A mixture of anthropological paternalism and old fashioned matinee adventure melodrama, Charles Chauvel's film was the first in Australian cinema to actually have Aborigines to play Aborigines, Jedda and Marbuck, being played by Ngarla (Rosalie) Kunoth and Robert Tudawali. In its commitment to authenticity it also featured Arunte dialect although, Joe the head drover, played by Paul Reynall, who also provides the voice-over narration, speaks the best BBC English. '

At a time when Australian cinemas were almost entirely screening Hollywood product Jedda was a bold benchmark production, an attempt to realize that oft-trumpeted aspiration of "telling our own stories". It was an international success and the first Australian film to be shown at the Cannes Film Festival.

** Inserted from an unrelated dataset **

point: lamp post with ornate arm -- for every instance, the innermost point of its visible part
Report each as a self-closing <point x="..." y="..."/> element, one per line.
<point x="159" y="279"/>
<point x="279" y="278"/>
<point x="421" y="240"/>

Whilst still in many respects a handsome film, with striking photography by Carl Kayser, Jedda is limited by the discourse of the time and is largely of historical interest both for the Aboriginal culture it displays and contemporary White Australian attitudes towards it. The first Australian film to be shot in colour, it was made on the newly established colour process of the time, Gevacolor which proved to be unstable, the prints and negatives fading. In 1972 Elsa Chauvel, the director's wife and co-scriptwriter, found tri-separations in a vault in London and was able to save the film although there was some loss of quality.